Yesterday, a coalition of voting rights advocates and North Carolina citizens asked a federal judge in Winston-Salem to issue an interim order to prevent widespread disenfranchisement in the November 2016 general election before the lawsuit they filed is resolved.
Action NC, Democracy North Carolina, the A. Philip Randolph Institute, and three North Carolina voters filed a lawsuit against state officials in charge of the State Board of Elections (SBOE), the Department of Health and Human Services (DHHS), and the Division of Motor Vehicles (DMV) alleging pervasive violations of National Voter Registration Act of 1993 (NVRA) by DHHS and the DMV. The plaintiffs in the lawsuit are represented by Morrison & Foerster LLP, Demos, Project Vote, the Lawyers’ Committee for Civil Rights Under Law, and Southern Coalition for Social Justice.
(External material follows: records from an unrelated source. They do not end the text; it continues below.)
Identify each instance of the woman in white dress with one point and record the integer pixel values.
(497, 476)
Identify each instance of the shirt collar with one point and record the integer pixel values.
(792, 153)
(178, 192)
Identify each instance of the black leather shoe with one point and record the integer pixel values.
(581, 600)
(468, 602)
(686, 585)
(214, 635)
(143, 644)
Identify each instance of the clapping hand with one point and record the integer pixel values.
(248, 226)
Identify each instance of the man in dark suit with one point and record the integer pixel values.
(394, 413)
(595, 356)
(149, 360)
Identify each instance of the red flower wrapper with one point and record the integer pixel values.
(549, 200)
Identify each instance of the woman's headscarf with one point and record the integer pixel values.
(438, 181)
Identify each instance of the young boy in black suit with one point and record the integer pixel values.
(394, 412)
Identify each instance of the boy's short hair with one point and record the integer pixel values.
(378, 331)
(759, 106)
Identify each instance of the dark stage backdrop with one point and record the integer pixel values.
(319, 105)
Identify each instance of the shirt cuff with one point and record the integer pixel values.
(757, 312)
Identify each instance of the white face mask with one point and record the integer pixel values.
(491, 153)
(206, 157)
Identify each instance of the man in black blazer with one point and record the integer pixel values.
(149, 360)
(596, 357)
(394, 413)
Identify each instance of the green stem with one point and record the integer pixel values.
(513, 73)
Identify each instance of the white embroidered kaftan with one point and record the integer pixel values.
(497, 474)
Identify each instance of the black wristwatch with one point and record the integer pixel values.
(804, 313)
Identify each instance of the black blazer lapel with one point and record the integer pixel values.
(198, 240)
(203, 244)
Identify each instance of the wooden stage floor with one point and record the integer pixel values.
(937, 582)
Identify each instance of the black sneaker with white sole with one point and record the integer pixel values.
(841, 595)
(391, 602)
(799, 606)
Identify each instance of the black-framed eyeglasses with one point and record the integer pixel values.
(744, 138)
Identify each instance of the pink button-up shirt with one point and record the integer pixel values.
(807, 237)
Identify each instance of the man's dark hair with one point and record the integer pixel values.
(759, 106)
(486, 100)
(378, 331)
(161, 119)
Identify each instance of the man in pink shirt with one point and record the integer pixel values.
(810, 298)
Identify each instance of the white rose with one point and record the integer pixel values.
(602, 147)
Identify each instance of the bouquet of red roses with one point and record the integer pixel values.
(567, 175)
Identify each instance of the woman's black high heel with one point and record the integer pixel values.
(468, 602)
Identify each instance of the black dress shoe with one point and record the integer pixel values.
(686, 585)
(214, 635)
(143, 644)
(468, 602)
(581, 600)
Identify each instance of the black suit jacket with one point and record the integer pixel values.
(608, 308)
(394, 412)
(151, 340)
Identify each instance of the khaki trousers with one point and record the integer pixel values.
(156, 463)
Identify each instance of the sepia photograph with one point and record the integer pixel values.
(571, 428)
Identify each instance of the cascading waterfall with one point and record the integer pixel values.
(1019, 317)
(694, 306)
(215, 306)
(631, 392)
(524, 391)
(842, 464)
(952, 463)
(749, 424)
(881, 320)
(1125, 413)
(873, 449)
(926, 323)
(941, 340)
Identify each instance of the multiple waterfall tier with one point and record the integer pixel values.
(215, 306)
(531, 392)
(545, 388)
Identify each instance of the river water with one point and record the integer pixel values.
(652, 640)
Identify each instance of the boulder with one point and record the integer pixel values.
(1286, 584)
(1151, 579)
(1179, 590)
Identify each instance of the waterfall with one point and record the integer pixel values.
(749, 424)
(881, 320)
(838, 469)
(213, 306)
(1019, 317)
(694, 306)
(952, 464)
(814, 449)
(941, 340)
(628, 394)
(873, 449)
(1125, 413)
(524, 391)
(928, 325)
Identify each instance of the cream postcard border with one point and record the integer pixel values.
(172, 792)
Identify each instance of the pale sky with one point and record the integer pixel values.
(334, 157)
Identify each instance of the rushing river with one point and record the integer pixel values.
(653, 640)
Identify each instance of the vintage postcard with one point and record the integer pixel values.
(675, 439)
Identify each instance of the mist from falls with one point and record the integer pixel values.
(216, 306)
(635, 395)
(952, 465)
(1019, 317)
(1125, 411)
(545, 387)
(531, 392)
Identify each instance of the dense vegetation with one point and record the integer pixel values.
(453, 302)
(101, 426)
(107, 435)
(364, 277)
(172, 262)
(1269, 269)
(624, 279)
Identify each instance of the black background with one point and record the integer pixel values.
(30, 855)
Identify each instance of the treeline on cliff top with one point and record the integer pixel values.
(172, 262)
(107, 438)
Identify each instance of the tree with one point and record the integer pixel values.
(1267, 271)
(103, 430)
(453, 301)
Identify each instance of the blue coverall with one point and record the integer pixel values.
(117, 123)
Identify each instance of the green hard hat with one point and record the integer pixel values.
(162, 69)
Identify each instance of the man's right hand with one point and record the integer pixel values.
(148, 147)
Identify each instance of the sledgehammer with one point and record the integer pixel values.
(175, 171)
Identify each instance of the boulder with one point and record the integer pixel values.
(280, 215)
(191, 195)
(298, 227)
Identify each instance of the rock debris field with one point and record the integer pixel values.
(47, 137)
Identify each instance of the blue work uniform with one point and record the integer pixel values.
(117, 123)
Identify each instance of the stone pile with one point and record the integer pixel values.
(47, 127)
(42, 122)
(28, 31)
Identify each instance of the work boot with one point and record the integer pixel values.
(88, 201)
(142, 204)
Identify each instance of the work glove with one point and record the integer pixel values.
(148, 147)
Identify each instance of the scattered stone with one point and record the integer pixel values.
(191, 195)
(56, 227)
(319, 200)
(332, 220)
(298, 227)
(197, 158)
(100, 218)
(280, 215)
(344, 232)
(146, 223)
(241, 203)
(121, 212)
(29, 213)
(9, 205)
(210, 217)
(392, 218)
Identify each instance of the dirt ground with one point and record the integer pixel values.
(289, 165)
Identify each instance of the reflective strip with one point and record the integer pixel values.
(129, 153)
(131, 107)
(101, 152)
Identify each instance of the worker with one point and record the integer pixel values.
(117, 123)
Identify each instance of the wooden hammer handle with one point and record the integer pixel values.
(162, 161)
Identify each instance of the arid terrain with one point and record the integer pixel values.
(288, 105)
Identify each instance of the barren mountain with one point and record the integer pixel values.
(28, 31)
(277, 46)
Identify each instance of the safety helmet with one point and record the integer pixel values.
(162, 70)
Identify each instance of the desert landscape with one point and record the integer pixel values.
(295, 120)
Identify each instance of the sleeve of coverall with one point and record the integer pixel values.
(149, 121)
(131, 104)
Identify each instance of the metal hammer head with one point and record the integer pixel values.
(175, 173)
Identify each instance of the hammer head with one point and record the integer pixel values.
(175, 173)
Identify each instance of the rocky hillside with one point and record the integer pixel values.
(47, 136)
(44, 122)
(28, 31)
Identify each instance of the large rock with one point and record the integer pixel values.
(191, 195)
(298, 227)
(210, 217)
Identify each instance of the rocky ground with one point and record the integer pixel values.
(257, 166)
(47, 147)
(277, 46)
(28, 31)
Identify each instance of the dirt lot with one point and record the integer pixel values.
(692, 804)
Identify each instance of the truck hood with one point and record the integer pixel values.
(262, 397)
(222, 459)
“North Carolina’s NVRA violations are keeping eligible North Carolina citizens off the rolls, and, if uncorrected, will prevent these citizens from participating in the presidential election in November,” said Matthew D’Amore, a partner at Morrison & Foerster, which is representing the coalition pro bono. “The Board of Elections hasn’t fixed the problems raised in the complaint, and immediate action by the Court is therefore necessary to ensure that the state fulfills its obligations to provide critical voter registration opportunities to the people of North Carolina so they can vote this fall.”
In their request for a preliminary injunction, the advocates cite evidence that North Carolinians were turned away from the polls during last week’s presidential primary election, despite having attempted to register to vote at the DMV. They also point to evidence demonstrating that DHHS is systematically ignoring the NVRA’s requirements that it provides voter registration opportunities to its clients.